Total number of sequences before pre.cluster was 5321.
pre.cluster removed 4654 sequences.
Total number of sequences before pre.cluster was 692.
pre.cluster removed 583 sequences.
Total number of sequences before pre.cluster was 3166.
pre.cluster removed 2527 sequences.
Total number of sequences before pre.cluster was 7571.
pre.cluster removed 5899 sequences.
Total number of sequences before pre.cluster was 27992.
pre.cluster removed 20187 sequences.
Total number of sequences before pre.cluster was 19274.
pre.cluster removed 15176 sequences.
Total number of sequences before pre.cluster was 4742.
pre.cluster removed 3612 sequences.
Total number of sequences before pre.cluster was 17051.
pre.cluster removed 14080 sequences.
Total number of sequences before pre.cluster was 16172.
pre.cluster removed 12493 sequences.
Total number of sequences before pre.cluster was 6843.
pre.cluster removed 5638 sequences.
Total number of sequences before pre.cluster was 13840.

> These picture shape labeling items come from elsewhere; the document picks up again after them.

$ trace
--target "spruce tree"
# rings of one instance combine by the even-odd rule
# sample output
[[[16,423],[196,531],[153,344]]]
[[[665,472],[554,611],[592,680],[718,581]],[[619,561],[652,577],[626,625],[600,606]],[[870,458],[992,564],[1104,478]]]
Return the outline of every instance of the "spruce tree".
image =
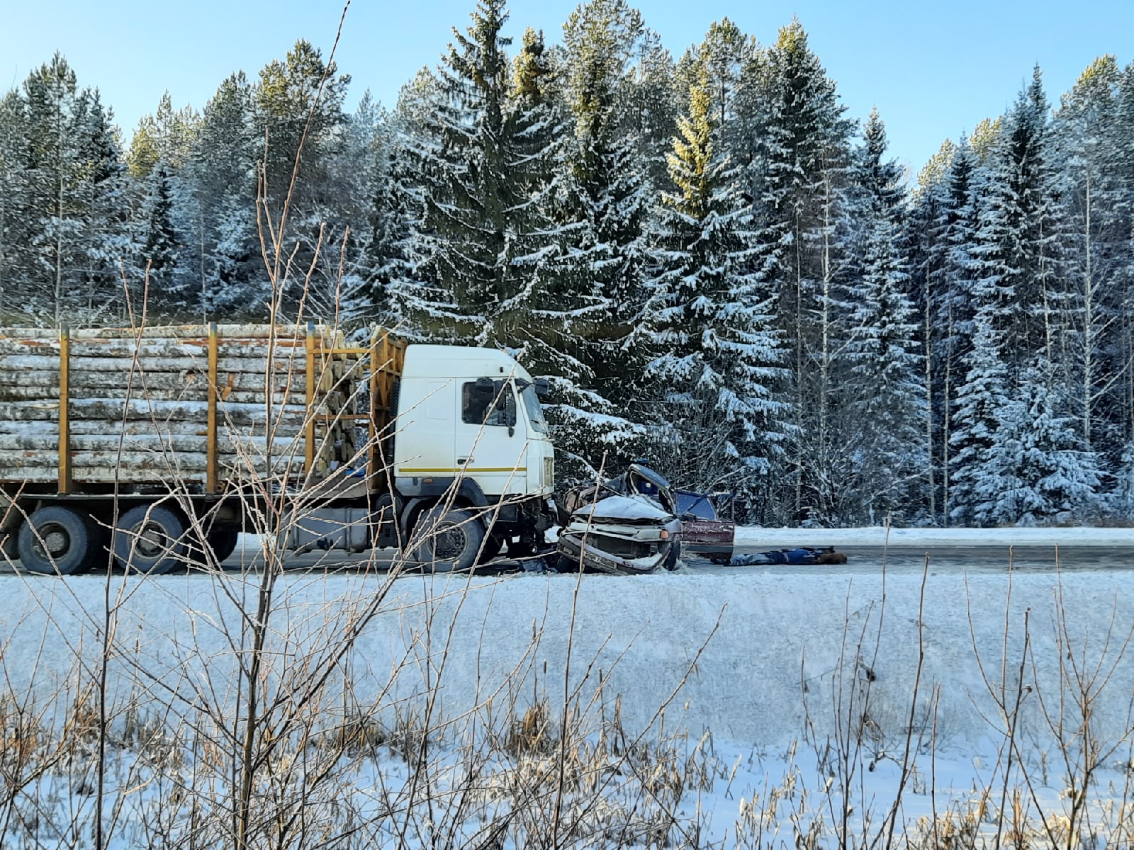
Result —
[[[921,330],[911,298],[908,266],[900,244],[904,212],[902,172],[886,160],[886,129],[871,112],[854,169],[860,232],[857,280],[848,287],[854,304],[846,358],[850,374],[844,388],[853,436],[848,453],[857,458],[856,481],[847,482],[866,516],[849,520],[899,519],[925,510],[919,504],[926,479],[929,449]]]
[[[129,238],[125,165],[95,92],[61,54],[24,82],[32,304],[49,321],[121,317]]]
[[[727,479],[751,498],[775,434],[778,406],[767,384],[779,351],[752,273],[742,172],[721,150],[706,65],[699,62],[669,155],[675,192],[662,196],[651,281],[658,355],[646,374],[665,411],[654,427],[667,474],[704,490]]]
[[[433,291],[404,308],[425,338],[522,347],[540,264],[555,249],[538,198],[538,116],[513,97],[506,20],[503,0],[483,0],[467,34],[455,31],[413,152],[425,180],[417,277]]]
[[[752,73],[760,95],[750,169],[758,263],[787,342],[782,389],[790,405],[789,441],[770,479],[779,488],[768,498],[782,505],[780,521],[831,522],[844,458],[831,414],[836,352],[846,337],[840,270],[850,124],[798,20]]]
[[[201,321],[262,316],[252,86],[225,79],[205,104],[185,168],[185,300]]]
[[[982,264],[974,297],[988,305],[991,321],[1004,334],[1013,381],[1036,357],[1051,373],[1055,346],[1066,324],[1049,125],[1036,67],[991,154],[974,248]]]
[[[28,250],[28,128],[17,92],[0,99],[0,321],[34,314]],[[22,320],[22,321],[27,321]]]
[[[965,379],[957,392],[949,435],[953,448],[953,486],[949,517],[957,525],[989,521],[995,494],[989,491],[997,431],[1008,403],[1008,374],[1001,355],[1001,334],[992,311],[973,318],[972,348],[964,357]]]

pre.cluster removed 11353 sequences.
These reads are basically quite similar to each other but different enough to form different OTUs and then each mid seems to like to spawn its own OTU for each taxonomy. My problem is, what do I do? How can I go tell the sequencing center that they need to fix something as the data is basically unusable. If the problem stems from the input samples, how can I show that they data and the bioinformatics are good, but the input is bad?
Hope this was clear, thanks for reading.